Efforts to restart Europe’s mammoth travel and tourism sector have suffered another major setback, after the UK government added the world’s most visited country to its quarantine list.
Travelers arriving from France will have to quarantine for 14 days starting on Saturday, according to the latest guidance from the UK Department of Transport, which was updated late on Thursday.
The decision was made after France reported 2,669 new coronavirus infections on Thursday. The UK government will also add the Netherlands, Monaco and Malta to its list.
Travel stocks tumbled on the news, which could disappoint millions of hopeful vacationers. Shares in EasyJet and tour operator TUI plunged nearly 8%. British Airways parent IAG fell about 6% and Ryanair lost more than 4%.
France is the second most popular destination for Britons after Spain, which was already on the British government’s quarantine list.
UK residents made 10.3 million trips to France in 2019 and spent about £5.2 billion ($6.8 billion), according to the UK Tourism Alliance, a lobby group. France, which has vowed to apply reciprocal measures, is also a vital source of tourists, accounting for 3.6 million visitors to Britain last year, second only to the United States.
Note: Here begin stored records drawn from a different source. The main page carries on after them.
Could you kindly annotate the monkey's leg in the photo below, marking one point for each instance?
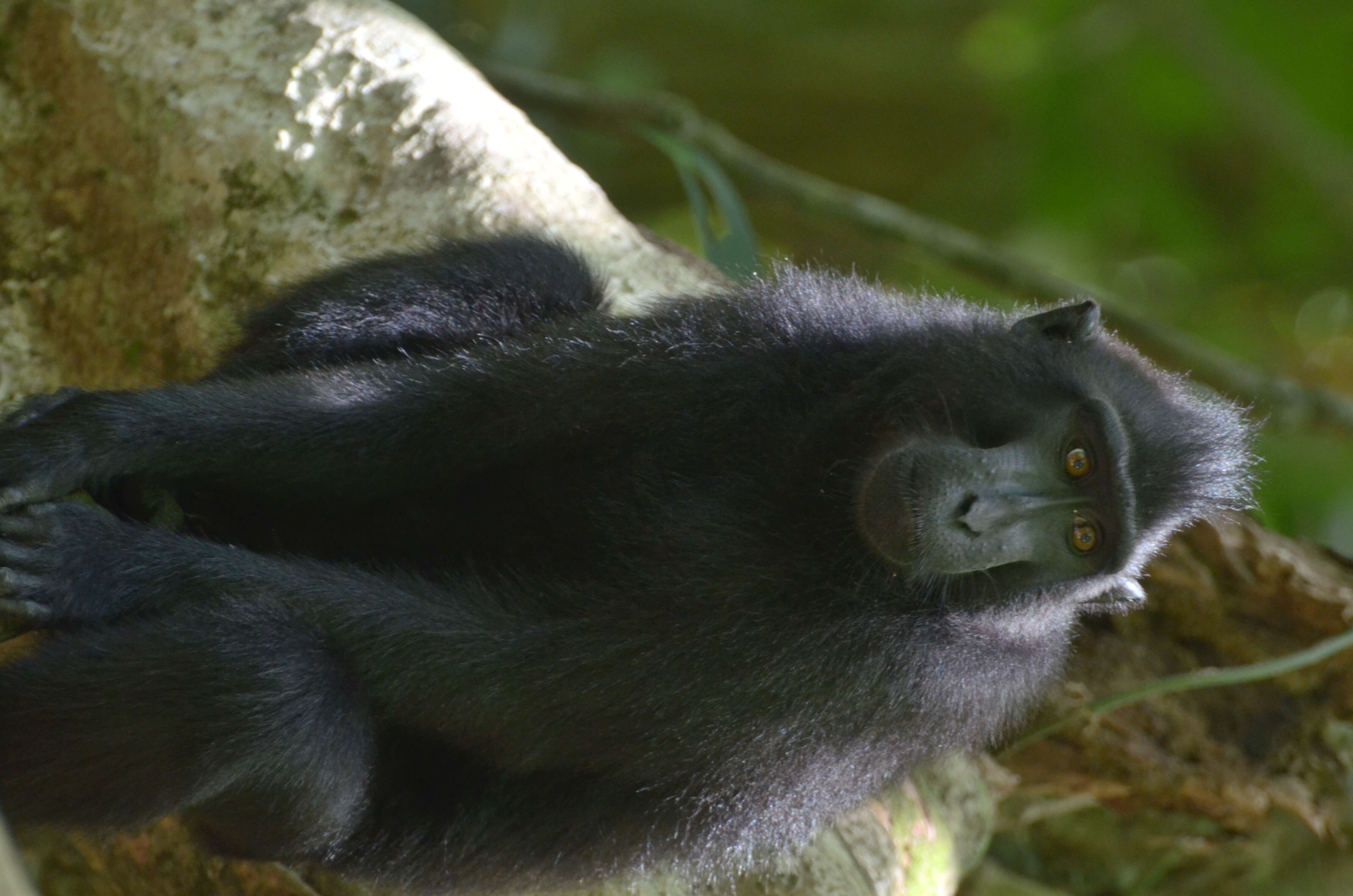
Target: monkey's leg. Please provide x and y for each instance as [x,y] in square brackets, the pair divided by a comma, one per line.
[417,302]
[240,718]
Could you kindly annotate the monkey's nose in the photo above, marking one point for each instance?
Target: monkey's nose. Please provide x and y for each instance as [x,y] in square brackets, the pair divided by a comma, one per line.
[989,512]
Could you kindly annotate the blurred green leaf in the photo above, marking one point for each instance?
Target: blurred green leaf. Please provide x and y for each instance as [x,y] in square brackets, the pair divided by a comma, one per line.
[731,247]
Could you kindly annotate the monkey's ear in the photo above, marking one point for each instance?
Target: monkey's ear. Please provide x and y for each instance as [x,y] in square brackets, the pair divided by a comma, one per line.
[1068,324]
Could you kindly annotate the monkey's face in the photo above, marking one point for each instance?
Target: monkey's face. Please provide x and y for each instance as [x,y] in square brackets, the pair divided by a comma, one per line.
[1046,505]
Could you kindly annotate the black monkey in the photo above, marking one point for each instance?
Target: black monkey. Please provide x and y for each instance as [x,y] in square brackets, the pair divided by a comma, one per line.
[479,587]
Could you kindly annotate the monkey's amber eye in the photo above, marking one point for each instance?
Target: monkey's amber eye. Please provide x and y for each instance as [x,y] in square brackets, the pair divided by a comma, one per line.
[1084,536]
[1079,463]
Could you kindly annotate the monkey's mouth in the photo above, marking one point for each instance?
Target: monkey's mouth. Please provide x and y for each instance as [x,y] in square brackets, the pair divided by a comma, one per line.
[884,511]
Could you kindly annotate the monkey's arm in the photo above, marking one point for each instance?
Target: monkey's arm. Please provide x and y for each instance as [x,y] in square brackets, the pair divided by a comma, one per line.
[370,430]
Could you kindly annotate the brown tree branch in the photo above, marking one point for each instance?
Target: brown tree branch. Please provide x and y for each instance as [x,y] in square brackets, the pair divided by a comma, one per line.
[1285,400]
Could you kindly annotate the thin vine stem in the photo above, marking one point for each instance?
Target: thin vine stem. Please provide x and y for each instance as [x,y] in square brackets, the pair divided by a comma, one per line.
[1191,681]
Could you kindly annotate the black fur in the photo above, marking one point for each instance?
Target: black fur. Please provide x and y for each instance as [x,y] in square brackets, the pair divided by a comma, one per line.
[485,589]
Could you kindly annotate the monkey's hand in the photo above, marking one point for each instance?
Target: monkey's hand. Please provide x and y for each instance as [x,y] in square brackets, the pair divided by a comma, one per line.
[55,564]
[43,453]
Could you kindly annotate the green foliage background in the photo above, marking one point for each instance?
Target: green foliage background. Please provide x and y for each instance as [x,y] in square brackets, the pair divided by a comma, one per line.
[1067,129]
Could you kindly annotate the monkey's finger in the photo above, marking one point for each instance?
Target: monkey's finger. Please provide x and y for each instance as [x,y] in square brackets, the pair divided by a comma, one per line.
[17,555]
[29,612]
[32,492]
[24,527]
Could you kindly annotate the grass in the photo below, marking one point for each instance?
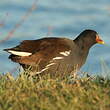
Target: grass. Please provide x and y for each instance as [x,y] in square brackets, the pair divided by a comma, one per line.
[54,94]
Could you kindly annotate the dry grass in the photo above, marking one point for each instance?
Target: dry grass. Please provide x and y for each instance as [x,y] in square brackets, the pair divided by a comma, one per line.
[54,94]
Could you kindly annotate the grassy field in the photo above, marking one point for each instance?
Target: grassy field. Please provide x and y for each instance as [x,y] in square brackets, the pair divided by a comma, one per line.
[54,94]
“It’s another devastating blow to the travel industry already reeling from the worst crisis in its history,” Airlines UK told CNN Business.
The industry body said that “broad-brush, weekly ‘stop and go’ changes” to travel corridors are disruptive to airlines and passengers alike, and it urged the government to adopt a more targeted approach to quarantines.
It added that all international arrivals should be tested, with only those who test positive entering quarantine. Airlines have also called for a testing program to allow the rapid restoration of transatlantic air travel.
The International Air Transport Association echoed calls for a more “pragmatic approach” to quarantine.
The new restrictions will further hamper attempts to draw tourists back to the European Union, where the travel and tourism sector risks losing as much as €1.2 trillion ($1.4 trillion) in GDP and 18.3 million jobs this year, according to the World Travel and Tourism Council.
France is the world’s most visited destination, boasting 89 million tourist arrivals in 2018, according to the UN World Tourism Organization.
“While many Europeans are keen to travel again and enjoy summer 2020, they don’t have the confidence to book a trip given the lack of clarity around border barriers, availability of transportation, along with the health and safety protocols in their chosen destination,” the European Travel Commission, a grouping of national tourism organizations, said in a statement Thursday.
A positive trend in bookings for flights within Europe at the start of July has “faded,” it added. Andglobal bookings to Europe were down 72% in July, compared to the same month last year, according to travel analytics company, Sojern.
Data from the World Travel and Tourism Council shows that travel and tourism was responsible for 22.6 million jobs, or 11.2% of the EU workforce last year. It estimates that nearly 3 million jobs could be lost in Britain due to the collapse of travel.